Wednesday, December 14, 2005

Fateless

Fateless is the name of a semi-autobiographical novel by Hungarian-Jewish writer Imre Kertesz, who won the Nobel Prize for Literature in 2002, in large part on the basis of this book. It is also the name of a movie, produced in Hungarian in Hungary, scheduled to be released in the United States in January. The movie has been playing in Hungary to large audiences since February of this year, and has been shown at several film festivals, including the Washington Jewish Film Festival, where it was screened on Sunday night.

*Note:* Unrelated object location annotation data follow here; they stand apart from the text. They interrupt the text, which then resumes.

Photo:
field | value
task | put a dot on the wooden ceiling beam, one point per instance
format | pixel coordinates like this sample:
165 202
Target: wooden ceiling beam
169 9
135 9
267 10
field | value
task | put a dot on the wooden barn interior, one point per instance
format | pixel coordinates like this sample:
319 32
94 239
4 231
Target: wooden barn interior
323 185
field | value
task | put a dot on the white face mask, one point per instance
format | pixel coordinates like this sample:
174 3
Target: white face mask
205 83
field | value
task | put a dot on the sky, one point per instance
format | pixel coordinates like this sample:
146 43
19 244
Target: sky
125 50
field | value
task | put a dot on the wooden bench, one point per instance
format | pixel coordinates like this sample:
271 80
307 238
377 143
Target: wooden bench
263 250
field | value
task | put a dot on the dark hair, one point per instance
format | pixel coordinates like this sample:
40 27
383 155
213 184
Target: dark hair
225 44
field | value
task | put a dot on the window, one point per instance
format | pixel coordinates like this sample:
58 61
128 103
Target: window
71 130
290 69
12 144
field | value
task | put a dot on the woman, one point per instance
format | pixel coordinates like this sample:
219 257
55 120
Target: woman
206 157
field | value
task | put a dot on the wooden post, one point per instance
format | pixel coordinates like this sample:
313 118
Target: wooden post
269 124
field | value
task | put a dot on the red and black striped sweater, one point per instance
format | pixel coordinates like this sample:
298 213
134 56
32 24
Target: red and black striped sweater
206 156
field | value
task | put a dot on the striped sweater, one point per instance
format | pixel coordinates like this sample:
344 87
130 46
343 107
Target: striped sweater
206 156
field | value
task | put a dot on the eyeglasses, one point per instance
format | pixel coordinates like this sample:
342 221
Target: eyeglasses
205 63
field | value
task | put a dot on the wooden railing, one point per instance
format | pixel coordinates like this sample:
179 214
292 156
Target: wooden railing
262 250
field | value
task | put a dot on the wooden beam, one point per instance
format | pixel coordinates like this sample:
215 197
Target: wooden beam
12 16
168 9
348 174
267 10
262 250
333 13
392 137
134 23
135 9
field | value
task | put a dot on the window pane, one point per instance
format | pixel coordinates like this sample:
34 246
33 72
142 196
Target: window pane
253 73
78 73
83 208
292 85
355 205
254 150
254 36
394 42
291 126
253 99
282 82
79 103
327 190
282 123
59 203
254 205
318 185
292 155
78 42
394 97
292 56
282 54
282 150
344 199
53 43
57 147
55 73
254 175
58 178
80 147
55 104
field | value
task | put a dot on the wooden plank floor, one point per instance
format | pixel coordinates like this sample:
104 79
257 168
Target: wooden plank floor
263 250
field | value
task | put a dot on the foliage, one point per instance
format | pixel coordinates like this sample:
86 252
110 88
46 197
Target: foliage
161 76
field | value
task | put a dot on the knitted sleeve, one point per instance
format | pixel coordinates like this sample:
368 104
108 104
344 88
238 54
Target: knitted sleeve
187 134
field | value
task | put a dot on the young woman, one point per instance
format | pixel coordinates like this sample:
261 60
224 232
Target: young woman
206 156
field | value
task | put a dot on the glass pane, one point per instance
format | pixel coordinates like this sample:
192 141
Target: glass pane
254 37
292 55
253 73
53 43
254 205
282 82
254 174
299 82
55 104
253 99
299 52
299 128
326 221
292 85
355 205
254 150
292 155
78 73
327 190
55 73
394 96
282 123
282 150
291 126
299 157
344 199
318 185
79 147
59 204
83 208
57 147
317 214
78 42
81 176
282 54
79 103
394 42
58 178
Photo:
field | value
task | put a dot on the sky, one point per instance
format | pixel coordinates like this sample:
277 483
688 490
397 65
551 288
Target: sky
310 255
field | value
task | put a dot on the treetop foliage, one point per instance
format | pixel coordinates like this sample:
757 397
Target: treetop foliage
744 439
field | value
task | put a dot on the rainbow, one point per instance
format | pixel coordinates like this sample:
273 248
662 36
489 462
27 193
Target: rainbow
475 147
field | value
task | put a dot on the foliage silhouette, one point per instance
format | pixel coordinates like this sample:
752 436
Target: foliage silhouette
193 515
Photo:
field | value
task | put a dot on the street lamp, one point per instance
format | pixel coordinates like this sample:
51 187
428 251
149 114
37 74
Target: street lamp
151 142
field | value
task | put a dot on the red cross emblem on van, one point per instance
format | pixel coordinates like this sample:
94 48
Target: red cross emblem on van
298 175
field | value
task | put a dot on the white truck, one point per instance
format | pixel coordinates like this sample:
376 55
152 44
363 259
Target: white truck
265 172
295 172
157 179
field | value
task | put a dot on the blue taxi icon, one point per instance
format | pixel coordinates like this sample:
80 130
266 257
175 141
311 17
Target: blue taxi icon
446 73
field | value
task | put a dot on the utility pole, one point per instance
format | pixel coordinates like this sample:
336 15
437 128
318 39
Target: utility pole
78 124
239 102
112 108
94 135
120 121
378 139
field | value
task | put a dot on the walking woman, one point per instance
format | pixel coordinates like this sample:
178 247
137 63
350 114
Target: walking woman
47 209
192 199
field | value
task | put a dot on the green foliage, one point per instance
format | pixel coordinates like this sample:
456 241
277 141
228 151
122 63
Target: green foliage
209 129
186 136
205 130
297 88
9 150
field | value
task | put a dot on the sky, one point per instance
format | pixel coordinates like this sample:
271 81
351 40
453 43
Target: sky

The story is of a 14 year old boy in Budapest in 1944, who is rounded up off a bus with a number of other Jewish men and shipped to Auschwitz. Told to say, when asked, that he is 16 (to be old enough for a work detail), he does, and winds up on work details at Buchenwald and other, smaller work camps. He is in these camps for over a year, holding himself together under obviously horrendous conditions, until he develops a severe knee infection that leaves him unable to stand, much less walk. By some chance event (which the real Kertesz still cannot explain), rather than being shot, he is carried to the Buchenwald hospital, where he is well cared for in a bed with a blanket and clean sheets, and where he gets real food. He is there a short time, when the camp is liberated. He chooses to go back to Budapest (now under Soviet control), and finds himself fairly alone (his father has been killed; his mother apparently survived, but he does not have a reunion with her during the film), wandering the streets, wondering what his future will bring. He is still in his camp clothes, he has no money, he feels an outsider in the city of his childhood, he even longs for the regularity and comeradery of the German work camps.

It is a harsh picture (although one wonders if the concentration camp scenes are all harsh enough). The director, Lajos Koltai, was in town and gave a very nice introduction to the film and its creation. As he said, when he finished his introduction: "The one thing I cannot say here is, 'sit back and enjoy the film. This is not a film to enjoy.'" The young actor who plays the lead, Marcell Nagy, is excellent in his first film role. The cast is all Hungarian. The musical score, by Italian composer Ennio Morricone, is haunting.

It will be very interesting to see the American public's reaction.